Konstruktionsaspekte der Luftraumüberwachung
Die Konstruktion bodengestützter Luftüberwachungsradare unterscheidet sich je nach der Aufgabe, die das Radar erfüllt. Beispielsweise senden einige Radare in vergleichsweise niedrigen Frequenzen von drei Megahertz bis drei Gigahertz. Solche Radare können Ziele mit „Stealth“-Eigenschaften erkennen, die darauf ausgelegt sind, ihre Radarsichtbarkeit zu verringern. Allerdings können diese Radare physisch groß sein, da die langen Wellenlängen ihrer Signale große Antennen erfordern. Dies kann bedeuten, dass sie nur in einer festen Konfiguration eingesetzt werden können und daher weniger praktisch zu stationieren sind. Zwar können diese Radarsysteme Ziele mit einem geringen Radarquerschnitt (RCS) erkennen, doch ihre Wellenlängen können zu Einbußen bei der Zielgenauigkeit führen. So können sie beispielsweise nur den allgemeinen Bereich anzeigen, in dem sich ein solches Ziel befinden könnte. Daher sind sie möglicherweise nicht in der Lage, die erforderliche Präzision zu liefern, um den Einsatz von SAM- oder AAA-Systemen zu unterstützen.
Höhere Frequenzen von drei bis sechs Gigahertz werden auch von militärischen Luftraumradaren genutzt.
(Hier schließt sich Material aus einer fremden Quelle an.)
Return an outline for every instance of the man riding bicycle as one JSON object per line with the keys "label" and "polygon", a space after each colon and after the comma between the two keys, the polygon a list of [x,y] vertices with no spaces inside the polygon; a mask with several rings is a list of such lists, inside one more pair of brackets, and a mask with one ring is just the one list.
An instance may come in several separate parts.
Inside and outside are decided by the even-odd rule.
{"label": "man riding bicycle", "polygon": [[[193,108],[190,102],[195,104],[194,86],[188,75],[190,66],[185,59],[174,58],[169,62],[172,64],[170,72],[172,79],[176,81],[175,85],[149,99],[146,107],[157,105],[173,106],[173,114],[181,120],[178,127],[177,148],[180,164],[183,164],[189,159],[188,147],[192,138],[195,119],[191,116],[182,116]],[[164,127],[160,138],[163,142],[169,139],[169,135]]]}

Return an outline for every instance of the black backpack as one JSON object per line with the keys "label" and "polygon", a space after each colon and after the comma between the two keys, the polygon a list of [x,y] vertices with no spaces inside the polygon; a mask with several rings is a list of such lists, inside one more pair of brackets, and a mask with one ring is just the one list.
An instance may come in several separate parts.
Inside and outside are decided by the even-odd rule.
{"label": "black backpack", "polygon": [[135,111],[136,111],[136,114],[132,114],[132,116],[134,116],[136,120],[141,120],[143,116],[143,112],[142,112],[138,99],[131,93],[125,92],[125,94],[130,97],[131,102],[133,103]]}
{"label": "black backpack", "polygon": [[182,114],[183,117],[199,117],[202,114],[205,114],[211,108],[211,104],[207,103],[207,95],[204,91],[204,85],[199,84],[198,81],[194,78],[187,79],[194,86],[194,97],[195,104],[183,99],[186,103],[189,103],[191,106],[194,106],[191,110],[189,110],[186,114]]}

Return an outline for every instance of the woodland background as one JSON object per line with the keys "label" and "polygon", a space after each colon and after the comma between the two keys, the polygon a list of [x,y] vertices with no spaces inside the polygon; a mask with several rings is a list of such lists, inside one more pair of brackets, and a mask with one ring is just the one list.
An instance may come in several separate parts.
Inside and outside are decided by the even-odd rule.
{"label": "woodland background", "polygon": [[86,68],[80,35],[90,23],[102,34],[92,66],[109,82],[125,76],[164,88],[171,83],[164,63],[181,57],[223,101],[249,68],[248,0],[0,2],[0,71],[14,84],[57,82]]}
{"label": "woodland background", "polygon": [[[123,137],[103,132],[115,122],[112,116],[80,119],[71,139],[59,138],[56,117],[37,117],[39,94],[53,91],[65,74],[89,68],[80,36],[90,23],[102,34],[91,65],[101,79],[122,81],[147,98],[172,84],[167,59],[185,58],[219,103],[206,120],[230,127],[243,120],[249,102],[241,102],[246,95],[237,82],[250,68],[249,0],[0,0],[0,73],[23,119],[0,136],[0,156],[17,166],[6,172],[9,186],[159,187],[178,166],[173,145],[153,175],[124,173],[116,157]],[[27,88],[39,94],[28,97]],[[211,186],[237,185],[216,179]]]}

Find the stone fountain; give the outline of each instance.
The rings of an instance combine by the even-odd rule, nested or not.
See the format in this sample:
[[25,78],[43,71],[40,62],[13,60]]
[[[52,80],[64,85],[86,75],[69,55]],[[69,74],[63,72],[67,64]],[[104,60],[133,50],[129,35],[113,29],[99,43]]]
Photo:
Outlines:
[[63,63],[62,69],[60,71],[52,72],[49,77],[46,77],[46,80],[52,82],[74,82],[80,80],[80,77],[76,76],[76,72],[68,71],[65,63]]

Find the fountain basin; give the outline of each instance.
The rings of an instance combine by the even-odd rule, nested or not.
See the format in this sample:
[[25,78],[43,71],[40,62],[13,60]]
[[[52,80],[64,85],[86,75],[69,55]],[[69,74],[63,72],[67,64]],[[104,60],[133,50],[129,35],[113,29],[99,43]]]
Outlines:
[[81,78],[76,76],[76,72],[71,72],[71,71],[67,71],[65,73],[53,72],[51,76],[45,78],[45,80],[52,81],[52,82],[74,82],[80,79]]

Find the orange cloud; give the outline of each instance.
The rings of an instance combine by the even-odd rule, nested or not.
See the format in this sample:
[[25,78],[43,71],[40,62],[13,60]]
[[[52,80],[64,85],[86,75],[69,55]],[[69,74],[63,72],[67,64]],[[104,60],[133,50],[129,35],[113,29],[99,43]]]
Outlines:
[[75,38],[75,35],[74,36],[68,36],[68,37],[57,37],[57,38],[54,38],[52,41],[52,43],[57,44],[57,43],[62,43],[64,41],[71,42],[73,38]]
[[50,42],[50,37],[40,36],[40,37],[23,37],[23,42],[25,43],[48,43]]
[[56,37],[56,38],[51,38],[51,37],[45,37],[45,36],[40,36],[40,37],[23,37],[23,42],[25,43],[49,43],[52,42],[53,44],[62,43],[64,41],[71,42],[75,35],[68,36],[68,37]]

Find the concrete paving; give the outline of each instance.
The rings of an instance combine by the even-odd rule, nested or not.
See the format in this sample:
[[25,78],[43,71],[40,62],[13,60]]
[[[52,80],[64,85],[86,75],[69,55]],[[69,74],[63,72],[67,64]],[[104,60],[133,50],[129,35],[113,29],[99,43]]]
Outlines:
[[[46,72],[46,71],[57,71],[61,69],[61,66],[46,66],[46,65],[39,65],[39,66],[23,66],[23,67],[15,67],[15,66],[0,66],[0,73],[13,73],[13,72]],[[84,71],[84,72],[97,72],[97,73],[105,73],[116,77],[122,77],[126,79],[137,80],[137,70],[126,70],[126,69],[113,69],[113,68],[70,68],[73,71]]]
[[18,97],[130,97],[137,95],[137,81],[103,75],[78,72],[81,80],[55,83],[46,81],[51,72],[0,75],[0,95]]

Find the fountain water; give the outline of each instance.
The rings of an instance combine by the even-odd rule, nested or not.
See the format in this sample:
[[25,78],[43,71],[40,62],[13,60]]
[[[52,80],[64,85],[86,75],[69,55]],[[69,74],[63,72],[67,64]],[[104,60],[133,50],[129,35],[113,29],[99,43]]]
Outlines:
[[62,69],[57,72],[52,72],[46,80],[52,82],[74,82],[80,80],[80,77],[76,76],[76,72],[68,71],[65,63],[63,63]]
Diese können vergleichsweise kleinere Antennen verwenden und sind daher leichter einsetzbar. Dennoch weisen sie bei Zielen mit niedrigem RCS möglicherweise eine geringere Leistungsfähigkeit auf. Allerdings können sie Ziele detaillierter erfassen und sind für die Steuerung von Abfangmanövern von größerem Nutzen.
Wie bei allen Aspekten der Radartechnik gibt es kein perfektes Design. Vielmehr hängt dies von den vorgesehenen Aufgaben des Radars und den spezifischen Anforderungen des Anwenders ab.